Bien que la situation demeure encore perfectible, plusieurs facteurs expliquent cette amélioration progressive du climat sécuritaire et social.
Le premier élément notable est le renforcement visible de la présence sécuritaire. Le déploiement accru des Forces armées de la République démocratique du Congo (FARDC) et de la Police nationale congolaise (PNC) a eu un effet dissuasif important. Cette présence renforcée a permis de rassurer une partie de la population tout en réduisant considérablement la liberté de mouvement des groupes armés, désormais confrontés à des ripostes plus rapides et plus fermes.
Par ailleurs, la chaîne de commandement plus directe instaurée par l’administration militaire a favorisé une prise de décision plus rapide et une meilleure exécution des opérations sur le terrain. Cette efficacité administrative et opérationnelle a contribué à la stabilisation de certaines zones jadis réputées parmi les plus instables de la province.
On note également une diminution sensible des affrontements intercommunautaires.

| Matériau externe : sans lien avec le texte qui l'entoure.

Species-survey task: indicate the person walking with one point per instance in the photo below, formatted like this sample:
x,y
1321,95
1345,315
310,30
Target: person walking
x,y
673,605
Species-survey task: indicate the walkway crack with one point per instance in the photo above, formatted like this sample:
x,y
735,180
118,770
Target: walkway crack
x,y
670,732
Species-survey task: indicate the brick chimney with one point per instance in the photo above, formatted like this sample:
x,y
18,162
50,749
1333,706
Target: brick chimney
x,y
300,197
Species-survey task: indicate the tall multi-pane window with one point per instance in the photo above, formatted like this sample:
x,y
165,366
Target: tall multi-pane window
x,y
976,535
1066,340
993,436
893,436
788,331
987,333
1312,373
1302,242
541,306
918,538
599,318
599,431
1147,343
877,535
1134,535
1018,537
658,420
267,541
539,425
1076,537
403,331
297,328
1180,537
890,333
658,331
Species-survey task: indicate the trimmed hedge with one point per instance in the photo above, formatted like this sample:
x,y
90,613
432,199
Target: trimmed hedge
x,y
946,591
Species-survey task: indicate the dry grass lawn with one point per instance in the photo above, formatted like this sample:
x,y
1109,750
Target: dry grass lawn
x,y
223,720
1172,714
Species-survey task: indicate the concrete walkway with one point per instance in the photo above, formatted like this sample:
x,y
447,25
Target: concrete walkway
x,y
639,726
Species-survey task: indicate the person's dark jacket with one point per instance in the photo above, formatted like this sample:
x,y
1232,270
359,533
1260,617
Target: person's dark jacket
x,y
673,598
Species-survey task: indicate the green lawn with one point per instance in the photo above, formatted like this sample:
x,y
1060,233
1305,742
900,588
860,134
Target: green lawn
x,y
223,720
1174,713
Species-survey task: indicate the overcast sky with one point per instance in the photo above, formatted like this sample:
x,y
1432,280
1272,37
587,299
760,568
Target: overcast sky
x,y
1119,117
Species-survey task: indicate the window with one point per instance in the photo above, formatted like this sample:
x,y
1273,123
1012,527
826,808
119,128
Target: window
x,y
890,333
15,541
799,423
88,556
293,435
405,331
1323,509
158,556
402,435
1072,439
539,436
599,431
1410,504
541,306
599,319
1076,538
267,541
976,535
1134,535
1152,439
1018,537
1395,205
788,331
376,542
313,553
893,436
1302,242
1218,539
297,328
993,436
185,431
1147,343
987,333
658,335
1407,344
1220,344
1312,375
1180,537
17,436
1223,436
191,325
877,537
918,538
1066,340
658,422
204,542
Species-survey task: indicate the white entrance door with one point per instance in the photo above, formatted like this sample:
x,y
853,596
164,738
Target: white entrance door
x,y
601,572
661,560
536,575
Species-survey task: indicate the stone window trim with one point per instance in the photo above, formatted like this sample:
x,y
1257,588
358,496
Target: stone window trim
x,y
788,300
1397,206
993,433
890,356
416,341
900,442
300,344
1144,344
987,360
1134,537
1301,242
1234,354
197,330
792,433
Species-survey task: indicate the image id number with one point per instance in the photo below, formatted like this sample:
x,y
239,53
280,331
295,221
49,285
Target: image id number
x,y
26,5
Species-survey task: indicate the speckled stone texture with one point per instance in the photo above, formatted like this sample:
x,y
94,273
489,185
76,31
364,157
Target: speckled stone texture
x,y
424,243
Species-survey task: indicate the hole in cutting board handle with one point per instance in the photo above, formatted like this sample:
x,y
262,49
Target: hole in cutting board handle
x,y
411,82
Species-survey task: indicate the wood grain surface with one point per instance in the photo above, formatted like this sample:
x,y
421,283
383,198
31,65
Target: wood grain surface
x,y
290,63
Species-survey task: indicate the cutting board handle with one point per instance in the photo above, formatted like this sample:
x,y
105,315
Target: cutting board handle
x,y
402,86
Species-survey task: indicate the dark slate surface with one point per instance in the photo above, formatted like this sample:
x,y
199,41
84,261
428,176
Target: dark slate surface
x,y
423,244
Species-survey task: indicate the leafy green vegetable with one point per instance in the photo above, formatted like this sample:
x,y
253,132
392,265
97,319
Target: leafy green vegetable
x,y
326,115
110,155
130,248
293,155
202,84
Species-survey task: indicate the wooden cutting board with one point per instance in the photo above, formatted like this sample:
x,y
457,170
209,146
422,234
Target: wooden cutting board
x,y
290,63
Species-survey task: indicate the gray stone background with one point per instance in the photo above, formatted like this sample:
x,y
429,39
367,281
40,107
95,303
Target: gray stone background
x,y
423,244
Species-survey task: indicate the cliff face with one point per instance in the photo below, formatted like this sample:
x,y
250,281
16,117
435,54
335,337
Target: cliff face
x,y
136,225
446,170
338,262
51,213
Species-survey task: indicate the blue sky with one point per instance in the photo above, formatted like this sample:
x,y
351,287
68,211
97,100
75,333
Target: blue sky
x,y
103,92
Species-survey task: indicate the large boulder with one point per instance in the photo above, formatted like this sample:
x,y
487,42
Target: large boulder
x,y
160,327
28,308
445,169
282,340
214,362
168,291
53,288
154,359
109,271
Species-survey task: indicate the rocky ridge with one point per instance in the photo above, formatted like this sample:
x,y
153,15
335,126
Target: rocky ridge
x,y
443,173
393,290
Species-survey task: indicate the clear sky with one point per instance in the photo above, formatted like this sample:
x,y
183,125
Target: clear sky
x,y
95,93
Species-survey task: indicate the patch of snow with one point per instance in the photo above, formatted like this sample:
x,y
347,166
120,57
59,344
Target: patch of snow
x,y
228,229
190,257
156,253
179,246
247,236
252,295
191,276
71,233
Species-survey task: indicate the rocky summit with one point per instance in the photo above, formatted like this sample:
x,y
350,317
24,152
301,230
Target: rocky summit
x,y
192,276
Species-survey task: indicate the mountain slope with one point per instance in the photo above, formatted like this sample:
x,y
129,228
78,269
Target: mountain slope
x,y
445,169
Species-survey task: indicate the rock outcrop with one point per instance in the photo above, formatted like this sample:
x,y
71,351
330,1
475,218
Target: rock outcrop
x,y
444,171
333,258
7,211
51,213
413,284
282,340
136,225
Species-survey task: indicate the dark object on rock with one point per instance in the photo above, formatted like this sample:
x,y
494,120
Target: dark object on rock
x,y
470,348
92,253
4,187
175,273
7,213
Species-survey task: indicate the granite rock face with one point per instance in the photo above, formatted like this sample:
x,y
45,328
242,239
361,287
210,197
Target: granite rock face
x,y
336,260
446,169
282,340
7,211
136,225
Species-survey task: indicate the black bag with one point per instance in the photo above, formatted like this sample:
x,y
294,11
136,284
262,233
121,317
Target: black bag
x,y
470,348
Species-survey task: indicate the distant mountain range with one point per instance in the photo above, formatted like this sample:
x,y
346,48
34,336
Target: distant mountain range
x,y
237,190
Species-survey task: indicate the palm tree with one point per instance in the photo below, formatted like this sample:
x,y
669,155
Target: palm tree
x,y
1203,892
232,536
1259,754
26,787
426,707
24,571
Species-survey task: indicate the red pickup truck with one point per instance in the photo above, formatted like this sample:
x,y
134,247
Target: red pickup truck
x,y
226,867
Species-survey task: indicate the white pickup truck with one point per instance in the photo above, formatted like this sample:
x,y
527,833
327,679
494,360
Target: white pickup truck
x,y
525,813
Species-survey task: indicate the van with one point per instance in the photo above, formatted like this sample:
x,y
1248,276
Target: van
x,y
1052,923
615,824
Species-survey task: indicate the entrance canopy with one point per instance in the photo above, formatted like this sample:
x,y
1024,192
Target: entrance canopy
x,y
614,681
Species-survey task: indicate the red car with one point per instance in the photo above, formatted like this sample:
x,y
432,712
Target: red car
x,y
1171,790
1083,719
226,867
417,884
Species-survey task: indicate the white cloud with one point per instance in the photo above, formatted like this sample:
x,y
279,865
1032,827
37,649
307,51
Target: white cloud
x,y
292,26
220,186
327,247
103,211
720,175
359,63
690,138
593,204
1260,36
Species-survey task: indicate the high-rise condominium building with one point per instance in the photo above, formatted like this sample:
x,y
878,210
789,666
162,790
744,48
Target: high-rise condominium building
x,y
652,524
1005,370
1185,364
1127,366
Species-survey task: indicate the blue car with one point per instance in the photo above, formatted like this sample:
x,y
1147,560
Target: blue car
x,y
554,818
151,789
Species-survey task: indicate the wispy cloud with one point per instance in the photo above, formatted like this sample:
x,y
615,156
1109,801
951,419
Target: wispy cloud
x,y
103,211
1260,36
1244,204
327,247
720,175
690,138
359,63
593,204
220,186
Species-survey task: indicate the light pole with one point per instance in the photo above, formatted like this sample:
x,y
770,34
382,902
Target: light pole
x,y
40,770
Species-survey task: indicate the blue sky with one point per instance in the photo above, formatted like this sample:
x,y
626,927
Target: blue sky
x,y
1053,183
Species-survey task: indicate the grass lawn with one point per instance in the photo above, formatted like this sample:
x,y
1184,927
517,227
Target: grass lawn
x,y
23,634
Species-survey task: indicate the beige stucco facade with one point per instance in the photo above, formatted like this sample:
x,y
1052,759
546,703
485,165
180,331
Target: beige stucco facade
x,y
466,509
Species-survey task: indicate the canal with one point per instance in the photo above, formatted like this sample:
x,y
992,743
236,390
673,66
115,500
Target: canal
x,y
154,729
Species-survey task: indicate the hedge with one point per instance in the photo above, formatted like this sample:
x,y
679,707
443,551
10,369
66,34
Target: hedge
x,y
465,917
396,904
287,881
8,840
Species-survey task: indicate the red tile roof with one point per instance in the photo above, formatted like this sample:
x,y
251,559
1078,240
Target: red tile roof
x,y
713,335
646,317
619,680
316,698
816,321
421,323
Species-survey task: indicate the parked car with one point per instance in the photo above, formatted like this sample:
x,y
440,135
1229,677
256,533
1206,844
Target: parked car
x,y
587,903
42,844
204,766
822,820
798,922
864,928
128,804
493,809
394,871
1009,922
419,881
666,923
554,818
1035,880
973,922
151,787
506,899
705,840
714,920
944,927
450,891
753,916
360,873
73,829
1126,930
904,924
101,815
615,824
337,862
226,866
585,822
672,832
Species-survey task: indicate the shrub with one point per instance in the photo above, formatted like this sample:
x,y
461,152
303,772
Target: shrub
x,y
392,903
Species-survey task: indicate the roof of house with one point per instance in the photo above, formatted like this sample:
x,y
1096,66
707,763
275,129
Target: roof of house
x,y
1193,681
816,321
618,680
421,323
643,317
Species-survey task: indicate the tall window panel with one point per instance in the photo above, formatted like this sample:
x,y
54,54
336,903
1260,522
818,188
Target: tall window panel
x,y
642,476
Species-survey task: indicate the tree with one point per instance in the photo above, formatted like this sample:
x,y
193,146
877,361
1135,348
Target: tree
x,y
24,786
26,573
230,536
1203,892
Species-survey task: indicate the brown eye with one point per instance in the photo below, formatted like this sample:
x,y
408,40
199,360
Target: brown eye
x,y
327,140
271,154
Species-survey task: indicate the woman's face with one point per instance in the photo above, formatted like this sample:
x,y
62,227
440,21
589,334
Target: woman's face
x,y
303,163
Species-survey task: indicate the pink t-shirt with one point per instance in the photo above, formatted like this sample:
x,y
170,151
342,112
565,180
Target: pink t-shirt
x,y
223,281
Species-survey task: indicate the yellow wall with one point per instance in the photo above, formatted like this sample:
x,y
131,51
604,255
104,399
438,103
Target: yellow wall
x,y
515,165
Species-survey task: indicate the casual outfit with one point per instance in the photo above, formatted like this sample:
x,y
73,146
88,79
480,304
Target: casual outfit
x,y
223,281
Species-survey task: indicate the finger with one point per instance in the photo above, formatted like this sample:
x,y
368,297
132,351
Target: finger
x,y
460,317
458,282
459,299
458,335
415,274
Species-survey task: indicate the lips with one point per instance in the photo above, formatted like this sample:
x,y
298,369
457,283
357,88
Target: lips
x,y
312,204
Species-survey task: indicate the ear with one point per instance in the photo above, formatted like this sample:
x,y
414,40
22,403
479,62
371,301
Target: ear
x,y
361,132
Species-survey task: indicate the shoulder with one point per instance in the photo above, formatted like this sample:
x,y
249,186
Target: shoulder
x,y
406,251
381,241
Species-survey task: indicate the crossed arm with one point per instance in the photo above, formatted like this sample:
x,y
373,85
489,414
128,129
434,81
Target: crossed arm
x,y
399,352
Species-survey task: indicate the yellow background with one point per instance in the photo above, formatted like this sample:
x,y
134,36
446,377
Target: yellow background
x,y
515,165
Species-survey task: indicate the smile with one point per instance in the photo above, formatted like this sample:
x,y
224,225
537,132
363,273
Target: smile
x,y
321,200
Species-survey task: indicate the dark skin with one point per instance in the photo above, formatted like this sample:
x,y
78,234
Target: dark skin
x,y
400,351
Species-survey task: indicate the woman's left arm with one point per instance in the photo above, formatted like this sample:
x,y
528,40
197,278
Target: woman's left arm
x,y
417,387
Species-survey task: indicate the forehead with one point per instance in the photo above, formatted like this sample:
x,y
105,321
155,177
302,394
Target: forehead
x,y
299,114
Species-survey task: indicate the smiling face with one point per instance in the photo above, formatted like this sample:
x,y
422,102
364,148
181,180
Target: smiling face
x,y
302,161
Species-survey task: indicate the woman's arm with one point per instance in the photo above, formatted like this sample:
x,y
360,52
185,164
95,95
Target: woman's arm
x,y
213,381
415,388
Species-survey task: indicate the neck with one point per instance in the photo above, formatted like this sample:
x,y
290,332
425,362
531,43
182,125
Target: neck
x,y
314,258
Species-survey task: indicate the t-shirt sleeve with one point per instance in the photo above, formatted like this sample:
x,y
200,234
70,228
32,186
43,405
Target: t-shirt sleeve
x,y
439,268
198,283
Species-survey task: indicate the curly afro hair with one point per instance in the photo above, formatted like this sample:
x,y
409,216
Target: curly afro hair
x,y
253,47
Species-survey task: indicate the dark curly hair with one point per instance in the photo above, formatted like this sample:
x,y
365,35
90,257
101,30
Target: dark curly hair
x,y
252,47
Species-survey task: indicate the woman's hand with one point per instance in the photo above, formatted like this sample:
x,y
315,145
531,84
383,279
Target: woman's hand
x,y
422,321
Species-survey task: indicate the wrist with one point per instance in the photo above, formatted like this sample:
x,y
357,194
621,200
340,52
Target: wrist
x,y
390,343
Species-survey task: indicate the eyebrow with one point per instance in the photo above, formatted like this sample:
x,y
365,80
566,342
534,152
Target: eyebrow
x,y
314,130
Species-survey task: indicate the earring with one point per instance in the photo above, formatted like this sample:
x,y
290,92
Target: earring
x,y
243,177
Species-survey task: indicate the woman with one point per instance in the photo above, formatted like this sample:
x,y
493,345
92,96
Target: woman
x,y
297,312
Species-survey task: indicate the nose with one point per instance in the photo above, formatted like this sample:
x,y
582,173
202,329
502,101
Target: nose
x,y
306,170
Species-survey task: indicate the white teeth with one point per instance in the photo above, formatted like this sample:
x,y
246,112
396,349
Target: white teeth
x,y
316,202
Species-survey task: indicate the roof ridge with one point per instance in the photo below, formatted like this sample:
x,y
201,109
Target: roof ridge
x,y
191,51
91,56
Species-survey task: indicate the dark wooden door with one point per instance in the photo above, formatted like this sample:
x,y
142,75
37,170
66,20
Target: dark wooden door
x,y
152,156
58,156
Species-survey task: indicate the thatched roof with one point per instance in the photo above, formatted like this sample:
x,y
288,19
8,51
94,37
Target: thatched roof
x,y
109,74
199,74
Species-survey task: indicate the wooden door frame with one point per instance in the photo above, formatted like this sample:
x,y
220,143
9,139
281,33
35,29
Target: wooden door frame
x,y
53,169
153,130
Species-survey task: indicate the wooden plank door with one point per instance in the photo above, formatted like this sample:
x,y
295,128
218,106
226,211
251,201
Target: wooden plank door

Même si les tensions n’ont pas totalement disparu, les efforts de médiation menés par les autorités militaires, combinés à la pression sécuritaire, ont permis de freiner les violences ouvertes et d’instaurer un climat de retenue entre les communautés.
Un autre facteur déterminant réside dans le retour progressif de l’autorité de l’État. Dans plusieurs territoires, l’administration publique et les forces de l’ordre ont repris leur fonctionnement normal, redonnant aux populations un sentiment de stabilité et renforçant la confiance envers les institutions étatiques.
Sur le plan socio-économique, la reprise partielle des activités économiques et de la circulation constitue un signal encourageant. La sécurisation de certains axes routiers et centres urbains a favorisé la relance des échanges commerciaux et facilité les déplacements des habitants, réduisant ainsi la peur quotidienne liée aux attaques armées.
Enfin, l’impact psychologique de l’état de siège joue un rôle non négligeable. De nombreux habitants expriment le sentiment que la province n’est plus livrée à elle-même. Cette perception d’un engagement réel de l’État contribue fortement à l’apaisement social et au renforcement du moral des populations.
En définitive, malgré les critiques et les défis persistants, l’état de siège en Ituri a permis d’instaurer une stabilité relative, perceptible tant sur le plan sécuritaire que social, offrant ainsi une lueur d’espoir pour un retour durable à la paix.